Chip Revival May Suffer From ‘Iraqtic’ Behavior

The chip recovery predicted this year is getting mixed sentiment between trade groups and industry analysts.

Despite predictions of growth of about 21 percent to $169 billion in 2003 by the Semiconductor Industry Association (SIA), analysts with Deutsche Bank Securites say the conflict overseas could give the chip sector a bad case of “Iraqtic Behavior.”

“The last few weeks have demonstrated the high sensitivity of stocks (particularly high beta semiconductor stocks) with respect to shifting perceptions on the execution of the war in Iraq,” Senior Analyst Ben Lynch said in a briefing to investors. “To the extent the coalition succeeds in its war aims, we expect geopolitical sentiment will continue to be a key driver of stocks in the near term.”

After the war, however, the longer term picture becomes fuzzy. With analysts concerned about an excess capacity in the US economy, a rising fiscal deficit, a potential housing market bubble, declining consumer confidence, the spread of SARS and tensions in North Korea.

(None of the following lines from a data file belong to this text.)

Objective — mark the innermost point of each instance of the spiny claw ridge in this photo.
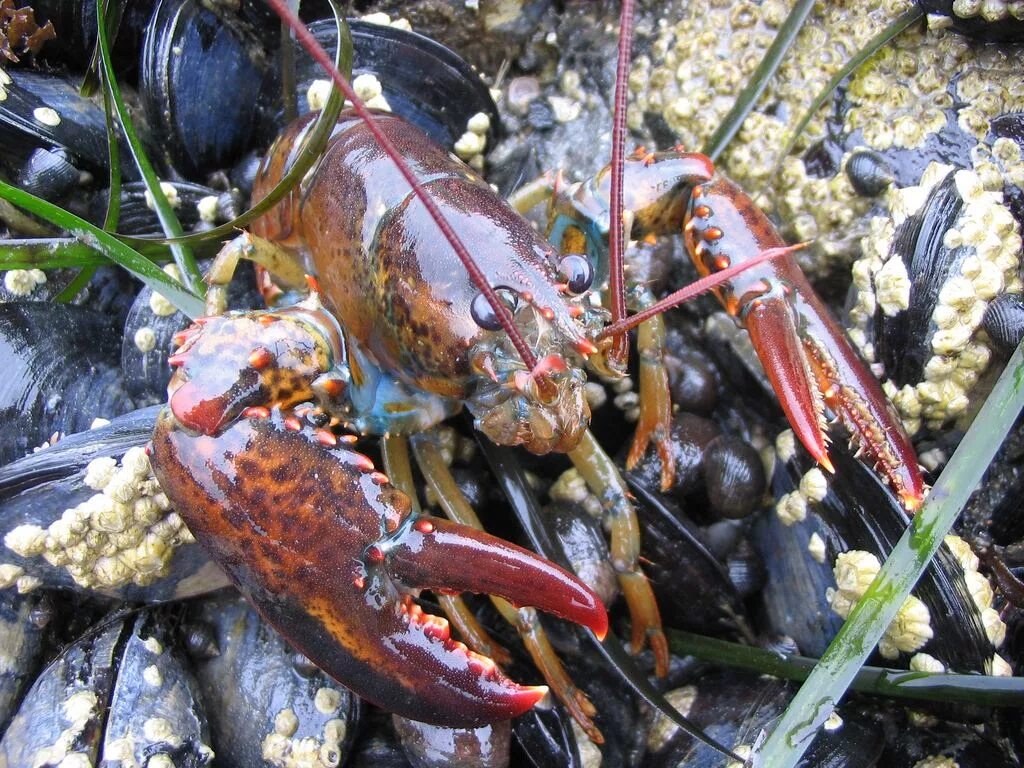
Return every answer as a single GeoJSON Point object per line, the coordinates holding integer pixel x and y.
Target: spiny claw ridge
{"type": "Point", "coordinates": [327, 573]}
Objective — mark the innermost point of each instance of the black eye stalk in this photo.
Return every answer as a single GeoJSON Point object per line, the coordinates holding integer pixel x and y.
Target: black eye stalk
{"type": "Point", "coordinates": [577, 271]}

Signs of trouble have started popping up. SIA’s report card for worldwide semiconductor sales in February totaled $11.8 billion, a 3.3 percent decrease from the $12.2 billion in revenue reported in January.

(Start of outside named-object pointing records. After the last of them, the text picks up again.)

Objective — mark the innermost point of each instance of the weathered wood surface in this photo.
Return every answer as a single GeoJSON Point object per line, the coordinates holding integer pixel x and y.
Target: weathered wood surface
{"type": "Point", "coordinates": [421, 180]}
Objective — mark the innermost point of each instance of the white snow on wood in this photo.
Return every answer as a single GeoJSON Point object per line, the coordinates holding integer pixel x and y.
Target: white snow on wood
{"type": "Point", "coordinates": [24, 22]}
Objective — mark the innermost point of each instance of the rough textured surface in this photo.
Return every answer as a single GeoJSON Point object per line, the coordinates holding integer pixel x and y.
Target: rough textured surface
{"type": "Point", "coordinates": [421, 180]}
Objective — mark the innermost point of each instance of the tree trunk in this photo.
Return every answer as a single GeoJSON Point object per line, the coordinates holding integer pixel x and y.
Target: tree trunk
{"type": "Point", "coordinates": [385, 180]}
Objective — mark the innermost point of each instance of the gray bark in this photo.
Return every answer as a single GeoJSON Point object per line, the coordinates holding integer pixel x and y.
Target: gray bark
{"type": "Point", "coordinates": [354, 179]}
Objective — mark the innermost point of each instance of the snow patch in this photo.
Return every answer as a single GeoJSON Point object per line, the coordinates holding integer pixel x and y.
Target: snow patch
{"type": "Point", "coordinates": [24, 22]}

The San Jose, Calif.-based trade group remained positive on the news, holding firm on its 2003 estimates as well as a 22 percent bump to $206 billion in 2004, with flatter sales at $206 billion in 2005.

Meantime, the financial group is predicting a sluggish recovery with a 70 percent probability. Lynch said the world issues may prove to be benign versus the market’s current expectations, but the firm said it believes the balance of macroeconomic risk remains to the downside

“Our base case scenario is for resolution of the Iraq war to provide some positive impetus to stocks, as well as eliminate some of the uncertainty hindering corporate and consumer decision-making,” Lynch said. “Beyond that, we believe the economy will experience a sluggish recovery, restrained by excess capacity and poor corporate and consumer confidence.”

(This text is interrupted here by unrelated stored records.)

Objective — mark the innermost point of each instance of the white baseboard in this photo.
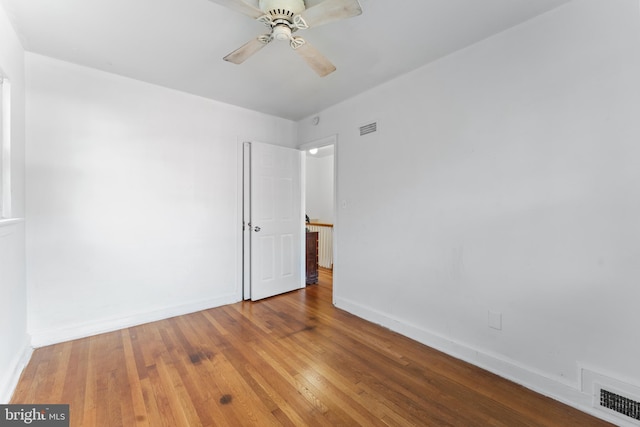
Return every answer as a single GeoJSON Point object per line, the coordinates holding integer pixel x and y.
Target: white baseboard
{"type": "Point", "coordinates": [555, 388]}
{"type": "Point", "coordinates": [13, 371]}
{"type": "Point", "coordinates": [44, 337]}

Whatever the final outcome for sales in 2003, the news is much brighter than a year ago. On a unit volume basis, year-over-year chip sales have continued to rise by double digits for the past ten months, with an average of 25 percent per month from July of 2002 through February of 2003.

SIA said year over year revenue comparisons also remain favorable, as the industry has climbed out of the downturn, with an average 18-20 percent gain over the seven months through February 2003.